Alle 13.30, poco dopo pranzo, qualche linea di febbre. Verso le 17, negli spogliatoi della piscina del Foro Italico, un pianto a dirotto tra le braccia del suo psicologo, Daniele Popolizio. Poi, 3 minuti 59 secondi e 15 centesimi dopo le 18.53, regina di Roma,con oro e record del mondo su quei 400 metri stile libero che per lei sono la distanza delle ansie, delle paure, dei primati.

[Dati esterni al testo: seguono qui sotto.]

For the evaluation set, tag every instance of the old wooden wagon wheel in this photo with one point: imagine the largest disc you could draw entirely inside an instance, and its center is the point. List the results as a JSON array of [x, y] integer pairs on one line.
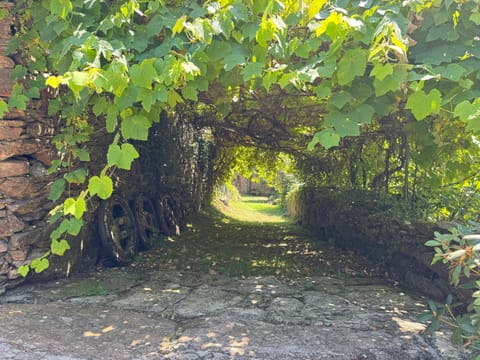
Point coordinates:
[[147, 223], [117, 230]]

E mezz'ora dopo il suo primo trionfo mondiale Federica Pellegrini è lì, seduta di fronte alla stampa di mezzo mondo, a spiegare i perché e i percome di una giornata che è entrata nella storia del nuoto e nella sua piccola grande storia, quella di una ragazza a un passo dai 21 anni (torta e candeline già pronte per il 5 agosto), che sogna l'America e che ha davanti a sé un presente e un futuro tutto d'oro.
Lo capisci in quel momento lì, che Federica è cambiata, cresciuta, maturata. Dentro e fuori la vasca. I suoi occhi neri, piccoli, stretti, acuti, guardano fisso l'interlocutore, sono attenti a ogni dettaglio, lucidi, pronti, dominanti sulla platea e sicuri nell'incrociare lo sguardo con Jaonne Jackson e Rebecca Arlington, le due inglesi che avrebbero dovuto farle vedere l'inferno in acqua e che sono state relegate invece al ruolo di ancelle, nel paradiso della piscina del Foro Italico
E' lì che capisci che quello che hai visto pochi minuti prima in acqua è un pezzo di futuro, perché questa veneta testarda e gentile ha impresse le stimmate del fenomeno, del talento naturale e infinito, che la trasforma in acqua nell'acqua. I pensieri chiari e rotondi,quegli occhi profondi e infiniti, i raccontano più delle mille interviste e copertine in cui si è raccontata, in cui l'hanno raccontata.

Chi sa leggere tra le bracciate, le scie e le corsie l'aveva capito fin dal mattino che sarebbe stata una giornata epocale per Federica, che nelle qualificazioni aveva passeggiato per metà gara sotto il record mondiale, per poi amministrarsi e siglare comunque il nuovo record dei campionati. Segno premonitore di dominio assoluto, distacco regale dalla varia umanità che si accalcava già alle sue spalle, già consapevole che di fronte ai 12mila del Foro Italico,nel tardo pomeriggio, si sarebbe sgomitato per le piazze d'onore.
Poi la febbre, i dubbi, le paure, i ricordi amari (vedi il flop sulla distanza a Pechino), l'accurato training mentale per scacciare i fantasmi e anticipare ansie, emozioni, turbamenti, per renderli meno spaventosi ed enormi, trasformarli da mostri sconosciuti in sensazioni riconoscibili e gestibili

Missione compiuta. Testa e braccia hanno funzionato come un meccanismo perfetto, prototipo umano scagliato nel domani, come Usain Bolt a Pechino, Bubka e Isinbayeva nel salto in alto, o il collega Phelps (prodigo di complimenti nei suoi confronti). O, in tempo di ricorrenze e anniversari, gli uomini che quarant'anni fa misero piede sulla Luna.
Psicologo, allenamenti, Luca Marin, Alberto Castagnetti, i 12mila del Foro Italico. Ognuno ha fatto la sua parte. Poi testa e braccia. Ma più di tutti poté il cuore di questa veneta ora regina di Roma. E più di tutti sono ora quegli occhi neri a spiegare tutto.